Bug #4605
openGMM_ATTACH_REQ_FSM: Event E_AUTH_RESP_RECV_SUCCESS not permitted
0%
Description
I'm seeing quite a bit of these and don't think that's right.
<0002> gprs_gmm.c:647 GMM_ATTACH_REQ_FSM(gb_gmm_req)[0x56242275e5e0]{Init}: Event E_AUTH_RESP_RECV_SUCCESS not permitted <0002> gprs_gmm.c:1354 GMM_ATTACH_REQ_FSM(gb_gmm_req)[0x56242275e5e0]{Init}: Event E_ATTACH_COMPLETE_RECV not permitted <0002> gprs_gmm.c:647 GMM_ATTACH_REQ_FSM(gb_gmm_req)[0x5624227600a0]{Init}: Event E_AUTH_RESP_RECV_SUCCESS not permitted <0002> gprs_gmm.c:1354 GMM_ATTACH_REQ_FSM(gb_gmm_req)[0x5624227600a0]{Init}: Event E_ATTACH_COMPLETE_RECV not permitted <0002> gprs_gmm.c:647 GMM_ATTACH_REQ_FSM(gb_gmm_req)[0x562422762bc0]{Init}: Event E_AUTH_RESP_RECV_SUCCESS not permitted <0002> gprs_gmm.c:1354 GMM_ATTACH_REQ_FSM(gb_gmm_req)[0x562422762bc0]{Init}: Event E_ATTACH_COMPLETE_RECV not permitted
any idas?
Related issues
Updated by laforge over 3 years ago
- Related to Bug #4602: SGSN crash with "Assert failed mm->gb.llme == NULL gprs_sgsn.c:358" added
Updated by lynxis over 3 years ago
According to the spec, an ID Request/Response is allowed at any time. But it's started by the SGSN.
I think those messages comes from RAU which calls gmm_authorize().
gmm_authorize() might do an ID Request/Response when the ID is unknown.
I think the best way is to remove the gmm_authorized() and implementing RAU as fsm and authentication as fsm.

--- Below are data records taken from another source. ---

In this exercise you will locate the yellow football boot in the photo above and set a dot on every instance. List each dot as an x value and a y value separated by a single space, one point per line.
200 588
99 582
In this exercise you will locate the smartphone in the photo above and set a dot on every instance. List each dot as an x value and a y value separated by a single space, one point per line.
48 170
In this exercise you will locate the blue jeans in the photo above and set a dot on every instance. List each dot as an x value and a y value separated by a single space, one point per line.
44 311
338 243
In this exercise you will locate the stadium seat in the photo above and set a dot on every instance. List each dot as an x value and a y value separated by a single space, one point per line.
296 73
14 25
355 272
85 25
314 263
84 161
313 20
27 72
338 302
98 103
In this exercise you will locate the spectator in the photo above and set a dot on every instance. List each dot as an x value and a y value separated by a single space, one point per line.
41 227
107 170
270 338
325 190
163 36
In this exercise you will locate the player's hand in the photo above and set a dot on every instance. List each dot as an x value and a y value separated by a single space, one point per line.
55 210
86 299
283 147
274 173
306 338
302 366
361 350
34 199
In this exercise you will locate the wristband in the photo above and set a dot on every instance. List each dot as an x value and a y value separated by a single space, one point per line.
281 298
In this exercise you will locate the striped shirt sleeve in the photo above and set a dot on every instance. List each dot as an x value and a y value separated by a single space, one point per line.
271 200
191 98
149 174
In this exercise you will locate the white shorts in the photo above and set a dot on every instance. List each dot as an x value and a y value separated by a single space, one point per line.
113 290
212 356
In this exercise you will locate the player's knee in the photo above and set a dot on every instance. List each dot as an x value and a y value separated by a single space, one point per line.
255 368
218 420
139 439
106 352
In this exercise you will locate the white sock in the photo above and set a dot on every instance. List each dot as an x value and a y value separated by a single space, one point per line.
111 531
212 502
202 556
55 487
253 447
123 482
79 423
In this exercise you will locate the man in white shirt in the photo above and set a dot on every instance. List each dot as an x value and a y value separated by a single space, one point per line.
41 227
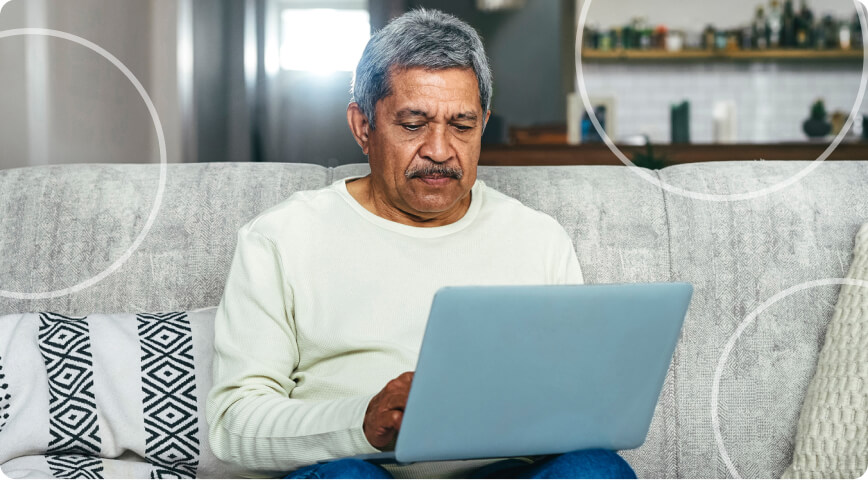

Updated by lynxis over 3 years ago
These messages should be normal, because we don't check everywhere if the GMM attach fsm is still running or not when receiving ID responses. gmm_authorize() are also sending ID Request/Responses.
Updated by laforge over 3 years ago
- Status changed from Feedback to New
- Assignee changed from laforge to lynxis
- Priority changed from Normal to High
lynxis wrote:
These messages should be normal, because we don't check everywhere if the GMM attach fsm is still running or not when receiving ID responses. gmm_authorize() are also sending ID Request/Responses.
I think the log output is confusing. In general, we don't expect to run into such situations and in other code using osmo_fsm such messages typically indicate something is quite wrong. This is why libosmocore/src/fsm.c logs them as LOGL_ERROR.
The application code should be modified to suppress sending events to the fsm. So given you state this behavior is expected, it could e.g. be hidden in an inline function that first checks for the state and only dispatches if the state is as expected.